Comme un seul homme
Pas comme des loups de Vincent Pouplard suit à la trace deux frères jumeaux, Roman et Sifredi, qui vivent en marge de la société. Le titre du film renvoie directement à la volonté du réalisateur de ne pas faire de ces deux vies ébréchées une image supplémentaire à ajouter à la caractérisation habituelle des jeunes délinquants par les journaux télévisés et autres reportages (visages floutés, voix déformées…) : en somme, ne pas les filmer comme une meute informe mais leur donner une singularité et faire entendre leurs paroles. A notre tour, nous avons voulu aussi faire entendre la parole de Vincent Pouplard sur sa démarche documentaire, sur son rapport à ce que le réel peut ou doit raconter grâce au cinéma et sur la formalisation de ses idées autour d’une « juste rébellion ».
Pas comme des loups a été présenté en séance spéciale lors du dernier Cinéma du Réel (Festival International de Films Documentaires) le dimanche 27 mars et en avant-première à Stereolux le mardi 29 mars. Que représentent pour vous ces deux projections ? Est-ce là aussi, lorsqu’il est projeté, que le film se réalise ?

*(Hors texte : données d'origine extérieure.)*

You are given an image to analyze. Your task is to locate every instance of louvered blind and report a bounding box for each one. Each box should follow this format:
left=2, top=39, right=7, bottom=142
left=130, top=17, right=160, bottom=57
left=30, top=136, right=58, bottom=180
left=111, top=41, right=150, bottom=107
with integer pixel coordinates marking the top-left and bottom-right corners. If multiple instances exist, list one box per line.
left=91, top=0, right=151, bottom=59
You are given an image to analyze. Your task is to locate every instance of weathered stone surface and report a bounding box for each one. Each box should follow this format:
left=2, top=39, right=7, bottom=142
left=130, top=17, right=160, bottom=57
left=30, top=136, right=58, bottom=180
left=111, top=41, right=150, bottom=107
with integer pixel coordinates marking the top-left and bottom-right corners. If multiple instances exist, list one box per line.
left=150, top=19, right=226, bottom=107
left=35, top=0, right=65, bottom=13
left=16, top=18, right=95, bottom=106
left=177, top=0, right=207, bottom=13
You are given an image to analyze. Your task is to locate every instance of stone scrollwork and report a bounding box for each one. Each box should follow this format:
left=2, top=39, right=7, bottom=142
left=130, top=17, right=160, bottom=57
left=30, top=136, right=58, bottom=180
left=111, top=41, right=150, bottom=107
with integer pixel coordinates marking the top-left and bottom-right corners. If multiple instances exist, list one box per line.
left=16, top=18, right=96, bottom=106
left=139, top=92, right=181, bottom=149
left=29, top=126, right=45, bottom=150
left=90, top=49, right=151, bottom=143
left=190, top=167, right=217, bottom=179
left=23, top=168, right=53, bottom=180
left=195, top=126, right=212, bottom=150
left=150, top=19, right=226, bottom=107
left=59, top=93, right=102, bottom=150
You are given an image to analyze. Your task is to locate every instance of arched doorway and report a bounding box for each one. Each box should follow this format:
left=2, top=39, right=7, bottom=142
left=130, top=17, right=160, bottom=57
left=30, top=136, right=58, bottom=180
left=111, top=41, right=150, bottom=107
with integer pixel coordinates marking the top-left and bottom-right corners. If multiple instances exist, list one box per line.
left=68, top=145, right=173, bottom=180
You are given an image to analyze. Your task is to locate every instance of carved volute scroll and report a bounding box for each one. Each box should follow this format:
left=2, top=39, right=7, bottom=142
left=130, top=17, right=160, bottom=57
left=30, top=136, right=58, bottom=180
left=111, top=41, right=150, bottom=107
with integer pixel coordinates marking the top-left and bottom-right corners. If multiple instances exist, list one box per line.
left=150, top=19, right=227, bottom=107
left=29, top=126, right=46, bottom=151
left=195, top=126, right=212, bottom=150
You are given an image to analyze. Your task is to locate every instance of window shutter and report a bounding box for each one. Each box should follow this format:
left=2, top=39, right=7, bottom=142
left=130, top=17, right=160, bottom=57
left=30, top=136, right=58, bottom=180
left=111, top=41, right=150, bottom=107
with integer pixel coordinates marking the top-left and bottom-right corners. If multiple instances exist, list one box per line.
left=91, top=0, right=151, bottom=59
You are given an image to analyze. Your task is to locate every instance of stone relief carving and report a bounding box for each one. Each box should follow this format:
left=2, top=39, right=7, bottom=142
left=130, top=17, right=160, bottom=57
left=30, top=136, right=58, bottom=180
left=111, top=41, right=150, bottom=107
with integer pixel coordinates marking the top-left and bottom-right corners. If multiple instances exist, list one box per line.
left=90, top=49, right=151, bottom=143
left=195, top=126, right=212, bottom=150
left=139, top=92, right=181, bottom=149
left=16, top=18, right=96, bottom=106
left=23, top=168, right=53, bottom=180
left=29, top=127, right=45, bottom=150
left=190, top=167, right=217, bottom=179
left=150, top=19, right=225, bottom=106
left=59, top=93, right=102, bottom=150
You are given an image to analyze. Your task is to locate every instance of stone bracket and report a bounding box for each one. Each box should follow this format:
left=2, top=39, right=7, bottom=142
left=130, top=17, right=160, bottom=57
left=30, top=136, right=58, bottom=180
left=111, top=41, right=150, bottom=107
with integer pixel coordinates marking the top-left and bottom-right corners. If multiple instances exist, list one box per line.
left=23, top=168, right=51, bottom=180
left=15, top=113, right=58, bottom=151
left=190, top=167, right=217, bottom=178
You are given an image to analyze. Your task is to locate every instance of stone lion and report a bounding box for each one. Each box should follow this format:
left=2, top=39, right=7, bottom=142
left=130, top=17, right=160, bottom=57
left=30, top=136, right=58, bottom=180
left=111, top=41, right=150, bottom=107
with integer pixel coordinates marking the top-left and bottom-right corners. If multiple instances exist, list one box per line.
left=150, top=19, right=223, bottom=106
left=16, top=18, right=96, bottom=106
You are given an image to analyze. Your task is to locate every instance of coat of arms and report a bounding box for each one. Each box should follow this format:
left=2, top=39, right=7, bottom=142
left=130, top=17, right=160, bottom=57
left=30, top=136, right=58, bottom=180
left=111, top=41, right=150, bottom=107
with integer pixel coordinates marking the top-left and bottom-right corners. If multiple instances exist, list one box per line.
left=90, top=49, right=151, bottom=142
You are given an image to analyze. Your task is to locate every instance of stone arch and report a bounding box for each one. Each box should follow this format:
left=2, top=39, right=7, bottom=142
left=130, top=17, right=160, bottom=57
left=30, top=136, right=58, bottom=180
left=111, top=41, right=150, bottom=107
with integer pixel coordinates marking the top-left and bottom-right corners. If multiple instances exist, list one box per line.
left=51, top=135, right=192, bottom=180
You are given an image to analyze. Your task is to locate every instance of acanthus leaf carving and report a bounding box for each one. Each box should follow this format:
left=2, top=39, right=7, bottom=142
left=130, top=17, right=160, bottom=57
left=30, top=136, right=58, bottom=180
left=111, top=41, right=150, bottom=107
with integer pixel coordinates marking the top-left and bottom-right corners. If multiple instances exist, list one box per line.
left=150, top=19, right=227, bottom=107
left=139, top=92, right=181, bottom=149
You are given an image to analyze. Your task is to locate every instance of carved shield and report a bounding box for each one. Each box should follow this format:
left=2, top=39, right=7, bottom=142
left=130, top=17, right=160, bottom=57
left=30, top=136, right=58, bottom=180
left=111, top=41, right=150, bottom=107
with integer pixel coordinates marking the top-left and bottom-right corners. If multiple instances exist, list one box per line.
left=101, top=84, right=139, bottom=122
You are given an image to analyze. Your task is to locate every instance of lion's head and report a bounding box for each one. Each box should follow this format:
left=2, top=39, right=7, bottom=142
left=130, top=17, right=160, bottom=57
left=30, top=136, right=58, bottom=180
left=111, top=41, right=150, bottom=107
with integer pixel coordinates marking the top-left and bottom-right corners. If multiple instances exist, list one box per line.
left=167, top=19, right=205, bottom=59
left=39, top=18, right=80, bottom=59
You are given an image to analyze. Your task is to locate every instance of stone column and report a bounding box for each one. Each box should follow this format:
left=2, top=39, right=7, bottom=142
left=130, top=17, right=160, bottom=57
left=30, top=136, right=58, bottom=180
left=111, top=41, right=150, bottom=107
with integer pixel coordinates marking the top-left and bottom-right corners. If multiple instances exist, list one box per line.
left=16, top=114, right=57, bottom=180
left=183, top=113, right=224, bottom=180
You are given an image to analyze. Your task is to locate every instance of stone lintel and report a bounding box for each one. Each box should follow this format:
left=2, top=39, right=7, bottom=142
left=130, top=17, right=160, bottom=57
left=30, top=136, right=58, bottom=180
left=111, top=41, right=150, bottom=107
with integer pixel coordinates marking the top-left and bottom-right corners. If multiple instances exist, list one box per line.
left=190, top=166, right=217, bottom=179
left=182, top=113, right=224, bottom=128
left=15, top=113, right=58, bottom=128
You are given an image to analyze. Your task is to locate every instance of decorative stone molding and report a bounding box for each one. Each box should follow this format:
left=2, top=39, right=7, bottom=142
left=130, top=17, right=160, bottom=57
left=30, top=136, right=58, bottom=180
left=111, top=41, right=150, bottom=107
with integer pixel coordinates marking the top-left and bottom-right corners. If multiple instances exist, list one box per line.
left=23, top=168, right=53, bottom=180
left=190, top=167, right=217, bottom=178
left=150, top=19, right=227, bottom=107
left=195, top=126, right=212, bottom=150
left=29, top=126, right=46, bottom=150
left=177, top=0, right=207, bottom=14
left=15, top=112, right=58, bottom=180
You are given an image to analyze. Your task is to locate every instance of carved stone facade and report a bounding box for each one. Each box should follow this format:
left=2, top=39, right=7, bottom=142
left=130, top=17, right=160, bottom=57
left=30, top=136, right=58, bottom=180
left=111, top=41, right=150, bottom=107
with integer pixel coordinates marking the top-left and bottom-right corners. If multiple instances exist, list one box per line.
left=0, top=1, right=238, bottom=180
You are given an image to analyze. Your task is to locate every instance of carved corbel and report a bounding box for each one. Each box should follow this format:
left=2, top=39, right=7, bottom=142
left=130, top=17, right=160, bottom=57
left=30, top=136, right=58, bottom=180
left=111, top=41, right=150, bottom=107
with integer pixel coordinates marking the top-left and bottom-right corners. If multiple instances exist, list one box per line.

Je ne sais pas si c’est là qu’il se réalise mais c’est l’endroit où je reprends conscience qu’il y a un monde autour et qu’il y a des spectateurs qui vont mettre leur regard sur le film – qu’il y a des yeux qui se posent dessus. Cela dit, je prends aussi conscience du spectateur au moment du montage et particulièrement avec ce film-ci, Pas comme des loups. Il y a eu des questionnements sur quelques scènes de paroles où je me demandais quel jugement porteraient les spectateurs: elles concernaient les délits dont Roman et Sifredi se sont rendus coupables, les violences qu’ils ont subis… La question tournait autour de la capacité de certains propos à générer de l’empathie ou de la défiance vis-à-vis de mes personnages. Je voulais les tenir jusqu’au bout sans les enterrer, en les gardant vivants et aimables au sens littéral.
Est-ce qu’il n’y a pas un risque, en ne rentrant pas dans les détails du passé et du présent de délinquants de Roman et Sifredi, de trop guider le spectateur vers l’amabilité de vos deux personnages ?

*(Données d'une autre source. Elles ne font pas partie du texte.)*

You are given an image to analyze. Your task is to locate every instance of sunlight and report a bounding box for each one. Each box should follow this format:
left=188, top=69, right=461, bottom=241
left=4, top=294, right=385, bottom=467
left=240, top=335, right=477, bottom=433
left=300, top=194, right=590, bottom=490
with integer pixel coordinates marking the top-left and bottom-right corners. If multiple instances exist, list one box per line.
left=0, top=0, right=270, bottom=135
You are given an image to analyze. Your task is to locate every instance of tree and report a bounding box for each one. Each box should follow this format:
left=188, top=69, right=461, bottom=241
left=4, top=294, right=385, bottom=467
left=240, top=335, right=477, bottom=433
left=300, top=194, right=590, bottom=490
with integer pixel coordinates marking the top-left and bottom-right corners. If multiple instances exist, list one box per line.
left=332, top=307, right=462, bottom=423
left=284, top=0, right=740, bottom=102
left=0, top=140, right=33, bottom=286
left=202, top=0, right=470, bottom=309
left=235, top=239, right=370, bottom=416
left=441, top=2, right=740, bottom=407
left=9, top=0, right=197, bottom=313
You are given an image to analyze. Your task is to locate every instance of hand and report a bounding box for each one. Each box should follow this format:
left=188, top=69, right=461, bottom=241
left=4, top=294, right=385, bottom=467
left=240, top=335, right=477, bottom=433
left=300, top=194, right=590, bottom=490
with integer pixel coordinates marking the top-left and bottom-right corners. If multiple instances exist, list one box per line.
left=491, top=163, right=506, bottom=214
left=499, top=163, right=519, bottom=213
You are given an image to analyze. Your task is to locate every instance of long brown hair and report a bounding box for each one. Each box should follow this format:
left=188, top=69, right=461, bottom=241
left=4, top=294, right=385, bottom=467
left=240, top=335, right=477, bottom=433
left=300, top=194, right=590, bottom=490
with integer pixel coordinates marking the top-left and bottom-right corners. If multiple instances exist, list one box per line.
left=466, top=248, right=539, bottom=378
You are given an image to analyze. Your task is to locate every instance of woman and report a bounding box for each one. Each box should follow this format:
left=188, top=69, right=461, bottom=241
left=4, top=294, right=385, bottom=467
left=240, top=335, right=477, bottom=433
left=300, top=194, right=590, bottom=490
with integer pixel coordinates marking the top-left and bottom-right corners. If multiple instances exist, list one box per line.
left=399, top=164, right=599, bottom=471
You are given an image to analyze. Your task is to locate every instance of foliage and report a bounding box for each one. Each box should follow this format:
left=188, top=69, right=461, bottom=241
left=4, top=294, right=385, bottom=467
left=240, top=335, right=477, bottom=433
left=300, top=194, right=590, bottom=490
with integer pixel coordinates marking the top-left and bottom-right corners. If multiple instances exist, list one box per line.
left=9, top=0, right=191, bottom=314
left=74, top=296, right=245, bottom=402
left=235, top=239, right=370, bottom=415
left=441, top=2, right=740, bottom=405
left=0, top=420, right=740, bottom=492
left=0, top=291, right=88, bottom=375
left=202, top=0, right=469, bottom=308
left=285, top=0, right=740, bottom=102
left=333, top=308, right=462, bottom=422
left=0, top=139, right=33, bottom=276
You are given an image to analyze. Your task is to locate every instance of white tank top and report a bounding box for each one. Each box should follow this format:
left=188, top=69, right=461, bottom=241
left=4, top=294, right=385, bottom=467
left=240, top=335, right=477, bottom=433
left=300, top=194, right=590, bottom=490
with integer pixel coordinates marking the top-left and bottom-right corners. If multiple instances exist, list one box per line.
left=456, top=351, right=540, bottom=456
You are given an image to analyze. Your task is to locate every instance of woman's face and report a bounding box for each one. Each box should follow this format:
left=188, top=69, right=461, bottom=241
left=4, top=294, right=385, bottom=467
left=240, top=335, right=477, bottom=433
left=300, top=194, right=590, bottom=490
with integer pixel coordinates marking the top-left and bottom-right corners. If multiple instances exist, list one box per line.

Oui, j’aurai pu pécher par angélisme… Ce sont des questions que je me suis évidemment posées. À certaines étapes d’écriture du projet, j’avais envie qu’il y ait plus de contraste dans le film, quitte à créer du mal-être ou un questionnement moral plus vif chez le spectateur. Mais lorsque nous avons abordé le montage, nous avons fait confiance à la part d’inconscient, ou plutôt d’imaginaire collectif autour de la délinquance. J’ai l’impression que le film est arrivé à un endroit juste à ce niveau. Il y a du secret, du caché, du hors-champ… des éléments incontournables de cinéma et d’une relation aux spectateurs qui, petit à petit, ont la place pour se mettre en mouvement avec les personnages du film.
Qu’importe dans le fond les délits des jumeaux, ils ont été mis à part de la société… Lors de l’avant-première à Stereolux, beaucoup de personnes m’ont dit que l’intervention des jumeaux lors du débat les avait touchés, qu’ils avaient retourné certaines valeurs, qu’eux-mêmes s’étaient sentis marginaux en les écoutant. C’était quelque part un de mes buts avoués en faisant le film. Et je me dis que si j’avais été un peu plus précis, si j’avais détaillé davantage ce que Roman et Sifredi avaient pu faire de « mal », cela ne serait peut-être pas arrivé.
Est-ce que le fait de ne pas évoquer le passé des jumeaux n’empêche justement pas le spectateur de catégoriser ou d’étiqueter Roman et Sifredi ?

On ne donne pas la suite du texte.